И вздрогнул, когда прохладная ладошка все-таки легла на мою щеку. И прижался к ней, зафиксировав между лицом и плечом, задержав, не позволяя отдернуться. Даже сейчас она была для меня источником жизненной энергии, наполняющим желанием жить, невероятной силой и жгучим возбуждением! Даже сейчас, ожидая ответа, я хотел ее…
— Женя, я лет восемь уже работаю телохранителем для разных людей. Я сама виновата, что оказалась не готова к нападению, сама виновата, что расслабилась. Но поверь мне, я умею защищаться и с этого дня буду начеку… Только не гони меня, позволь быть рядом. А давай… Давай я вместо Давида буду телохранителем для тебя?
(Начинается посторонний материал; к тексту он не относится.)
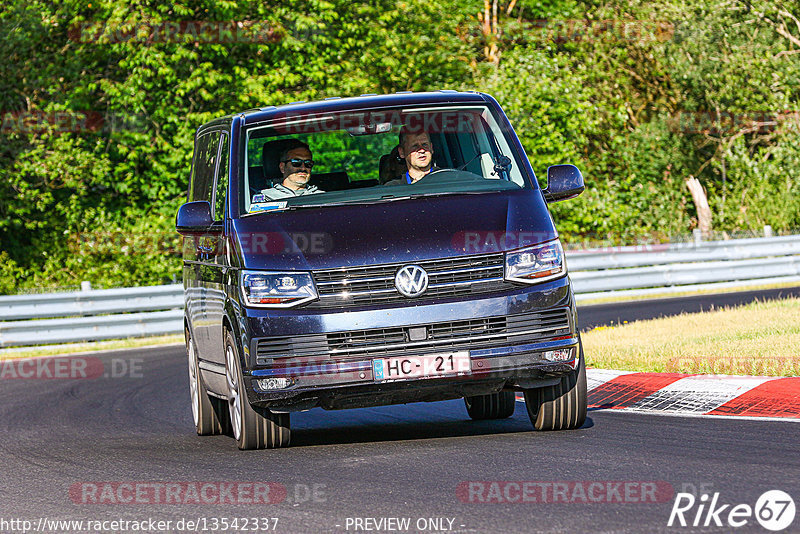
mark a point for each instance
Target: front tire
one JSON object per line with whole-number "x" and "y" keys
{"x": 493, "y": 406}
{"x": 560, "y": 407}
{"x": 209, "y": 413}
{"x": 252, "y": 427}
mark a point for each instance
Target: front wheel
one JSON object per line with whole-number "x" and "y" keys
{"x": 252, "y": 427}
{"x": 560, "y": 407}
{"x": 209, "y": 413}
{"x": 493, "y": 406}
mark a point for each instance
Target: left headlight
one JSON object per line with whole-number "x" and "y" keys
{"x": 539, "y": 263}
{"x": 276, "y": 289}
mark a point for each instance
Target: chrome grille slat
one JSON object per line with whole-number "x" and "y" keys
{"x": 468, "y": 334}
{"x": 372, "y": 284}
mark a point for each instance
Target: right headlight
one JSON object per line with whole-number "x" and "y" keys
{"x": 276, "y": 289}
{"x": 535, "y": 264}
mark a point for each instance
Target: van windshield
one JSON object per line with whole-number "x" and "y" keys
{"x": 375, "y": 156}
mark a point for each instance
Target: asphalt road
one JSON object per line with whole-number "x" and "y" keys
{"x": 134, "y": 426}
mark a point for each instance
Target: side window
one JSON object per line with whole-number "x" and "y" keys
{"x": 222, "y": 180}
{"x": 205, "y": 160}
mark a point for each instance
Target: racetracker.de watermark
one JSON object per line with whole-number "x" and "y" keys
{"x": 250, "y": 243}
{"x": 582, "y": 30}
{"x": 731, "y": 364}
{"x": 720, "y": 122}
{"x": 565, "y": 492}
{"x": 197, "y": 31}
{"x": 178, "y": 492}
{"x": 68, "y": 121}
{"x": 70, "y": 368}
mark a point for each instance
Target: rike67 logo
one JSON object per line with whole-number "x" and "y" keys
{"x": 774, "y": 510}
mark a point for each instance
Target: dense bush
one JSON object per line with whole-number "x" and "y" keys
{"x": 626, "y": 93}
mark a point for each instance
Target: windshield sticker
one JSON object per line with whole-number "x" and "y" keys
{"x": 266, "y": 206}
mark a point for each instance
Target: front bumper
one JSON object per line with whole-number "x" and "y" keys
{"x": 326, "y": 358}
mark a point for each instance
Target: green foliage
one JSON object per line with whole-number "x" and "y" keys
{"x": 603, "y": 94}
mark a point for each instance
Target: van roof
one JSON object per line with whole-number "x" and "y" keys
{"x": 365, "y": 101}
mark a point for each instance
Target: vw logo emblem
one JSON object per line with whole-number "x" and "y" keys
{"x": 411, "y": 281}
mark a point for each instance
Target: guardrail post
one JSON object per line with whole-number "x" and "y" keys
{"x": 698, "y": 236}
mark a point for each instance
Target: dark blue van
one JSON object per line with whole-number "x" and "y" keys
{"x": 374, "y": 250}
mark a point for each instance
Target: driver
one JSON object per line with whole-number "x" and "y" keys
{"x": 295, "y": 165}
{"x": 416, "y": 149}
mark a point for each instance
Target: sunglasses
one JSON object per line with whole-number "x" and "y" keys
{"x": 297, "y": 162}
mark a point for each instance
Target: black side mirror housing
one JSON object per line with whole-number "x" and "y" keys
{"x": 563, "y": 182}
{"x": 194, "y": 217}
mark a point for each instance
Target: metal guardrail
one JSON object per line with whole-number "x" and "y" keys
{"x": 651, "y": 269}
{"x": 648, "y": 269}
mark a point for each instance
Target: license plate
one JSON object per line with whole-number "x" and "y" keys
{"x": 427, "y": 366}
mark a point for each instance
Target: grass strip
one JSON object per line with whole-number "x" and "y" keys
{"x": 757, "y": 339}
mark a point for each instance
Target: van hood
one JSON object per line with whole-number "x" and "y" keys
{"x": 398, "y": 231}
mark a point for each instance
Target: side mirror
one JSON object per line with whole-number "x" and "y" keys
{"x": 194, "y": 217}
{"x": 563, "y": 182}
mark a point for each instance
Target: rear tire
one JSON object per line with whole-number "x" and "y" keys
{"x": 493, "y": 406}
{"x": 560, "y": 407}
{"x": 252, "y": 427}
{"x": 210, "y": 415}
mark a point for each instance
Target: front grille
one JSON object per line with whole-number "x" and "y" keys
{"x": 467, "y": 334}
{"x": 373, "y": 284}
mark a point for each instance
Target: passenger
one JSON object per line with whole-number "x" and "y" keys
{"x": 295, "y": 165}
{"x": 416, "y": 149}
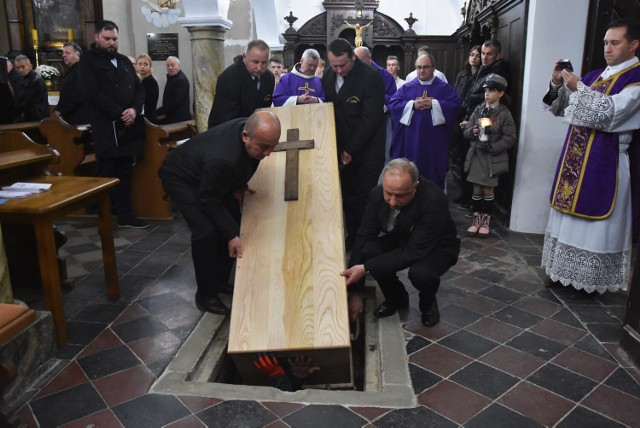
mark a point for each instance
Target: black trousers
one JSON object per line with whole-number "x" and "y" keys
{"x": 209, "y": 250}
{"x": 357, "y": 179}
{"x": 120, "y": 196}
{"x": 424, "y": 274}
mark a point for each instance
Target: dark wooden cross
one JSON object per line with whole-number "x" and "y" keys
{"x": 292, "y": 146}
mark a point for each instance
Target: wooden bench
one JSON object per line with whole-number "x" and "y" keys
{"x": 289, "y": 297}
{"x": 64, "y": 139}
{"x": 13, "y": 320}
{"x": 148, "y": 198}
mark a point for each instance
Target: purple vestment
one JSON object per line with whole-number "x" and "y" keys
{"x": 294, "y": 84}
{"x": 422, "y": 142}
{"x": 586, "y": 176}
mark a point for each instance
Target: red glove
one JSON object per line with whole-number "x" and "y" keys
{"x": 268, "y": 364}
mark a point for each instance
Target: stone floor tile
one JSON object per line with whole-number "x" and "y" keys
{"x": 453, "y": 401}
{"x": 585, "y": 364}
{"x": 500, "y": 416}
{"x": 125, "y": 385}
{"x": 150, "y": 410}
{"x": 616, "y": 404}
{"x": 512, "y": 361}
{"x": 103, "y": 418}
{"x": 484, "y": 380}
{"x": 313, "y": 416}
{"x": 439, "y": 360}
{"x": 536, "y": 403}
{"x": 563, "y": 382}
{"x": 494, "y": 329}
{"x": 559, "y": 332}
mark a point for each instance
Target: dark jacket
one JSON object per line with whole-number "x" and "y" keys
{"x": 476, "y": 93}
{"x": 175, "y": 99}
{"x": 236, "y": 94}
{"x": 33, "y": 102}
{"x": 215, "y": 164}
{"x": 110, "y": 90}
{"x": 358, "y": 109}
{"x": 422, "y": 227}
{"x": 72, "y": 106}
{"x": 151, "y": 94}
{"x": 502, "y": 136}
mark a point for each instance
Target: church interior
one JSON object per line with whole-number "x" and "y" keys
{"x": 98, "y": 324}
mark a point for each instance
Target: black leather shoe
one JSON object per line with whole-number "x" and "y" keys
{"x": 211, "y": 304}
{"x": 431, "y": 316}
{"x": 387, "y": 309}
{"x": 228, "y": 289}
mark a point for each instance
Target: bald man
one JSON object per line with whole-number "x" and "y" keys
{"x": 175, "y": 99}
{"x": 207, "y": 177}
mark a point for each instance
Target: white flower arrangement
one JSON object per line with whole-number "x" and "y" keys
{"x": 47, "y": 72}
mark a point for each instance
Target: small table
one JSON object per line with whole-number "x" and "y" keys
{"x": 66, "y": 195}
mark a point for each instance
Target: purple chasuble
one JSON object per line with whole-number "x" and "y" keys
{"x": 294, "y": 84}
{"x": 586, "y": 176}
{"x": 421, "y": 142}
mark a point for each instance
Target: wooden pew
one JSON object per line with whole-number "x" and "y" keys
{"x": 147, "y": 195}
{"x": 63, "y": 138}
{"x": 289, "y": 297}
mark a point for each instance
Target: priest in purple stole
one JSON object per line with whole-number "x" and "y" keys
{"x": 587, "y": 243}
{"x": 423, "y": 113}
{"x": 300, "y": 85}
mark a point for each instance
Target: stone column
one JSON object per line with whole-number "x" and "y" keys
{"x": 207, "y": 59}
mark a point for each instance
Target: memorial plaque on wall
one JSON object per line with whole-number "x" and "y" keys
{"x": 160, "y": 46}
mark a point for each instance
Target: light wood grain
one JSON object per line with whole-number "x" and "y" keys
{"x": 289, "y": 296}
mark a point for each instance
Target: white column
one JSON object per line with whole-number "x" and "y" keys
{"x": 555, "y": 30}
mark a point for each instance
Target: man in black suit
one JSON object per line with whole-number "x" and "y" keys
{"x": 244, "y": 86}
{"x": 406, "y": 225}
{"x": 357, "y": 92}
{"x": 175, "y": 99}
{"x": 71, "y": 106}
{"x": 207, "y": 177}
{"x": 114, "y": 93}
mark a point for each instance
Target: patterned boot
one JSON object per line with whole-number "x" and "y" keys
{"x": 484, "y": 230}
{"x": 475, "y": 224}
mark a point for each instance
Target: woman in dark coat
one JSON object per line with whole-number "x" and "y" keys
{"x": 150, "y": 84}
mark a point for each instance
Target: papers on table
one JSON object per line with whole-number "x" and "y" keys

— То есть не уйдешь? Не уедешь к отцу?
— Ни за что!
— Фух, ну и хорошо, ну и замечательно, — шептал ей, осторожно прижимая к себе, опасаясь повредить ее раненую руку, но не имея сил отказаться от этой долгожданной близости, от ее нежных поцелуев, покрывающих подбородок, от ощущения теплой, гладкой кожи под пальцами… Я даже чувствовал, как коротенькие волоски на тыльной стороне ее запястья становятся дыбом от моего прикосновения! И медленно вел своей рукой, изучая, отпечатывая в своей памяти, от ее лица вниз, вниз, к прижимающемуся ко мне сладко и волнующе телу. — Я очень боялся, что ты можешь решить по-другому!
— Женечка, — прикасаясь губами к моему уху, шепчет, рассылая мурашки по всему телу, заставляя не только счастливо замирать сердце, но и болезнено каменеть член. — Любимый мой… Я спать хочу. С тобой рядом. Столько всего произошло… Просто сил нет…
И да-а, я немного разочарован… да нет, зачем врать, я сильно разочарован таким заявлением, я все-таки надеялся… но я понимаю — усталость, ранение! Откуда только у меня столько сил? Я бы смог. И, возможно, даже скорее всего, не один раз. Я так давно ждал ее, так…
— Я, кажется, догадываюсь, почему ты так нахмурился, — мурлычет она в другое мое ухо. — Я просто пытаюсь тебя в постель заманить…
И заманила. Я раздел ее, полусонную, и, укрывая одеялом, уже чувствовал, что Милана уснула. Но даже во сне, здоровой рукой она тянулась ко мне. А стоило лечь рядом, обхватила, прижимаясь сбоку, устраиваясь щекой на моем плече. И мне не нужно было больше ничего в этой жизни — только бы она, моя единственная, любимая женщина всегда была рядом.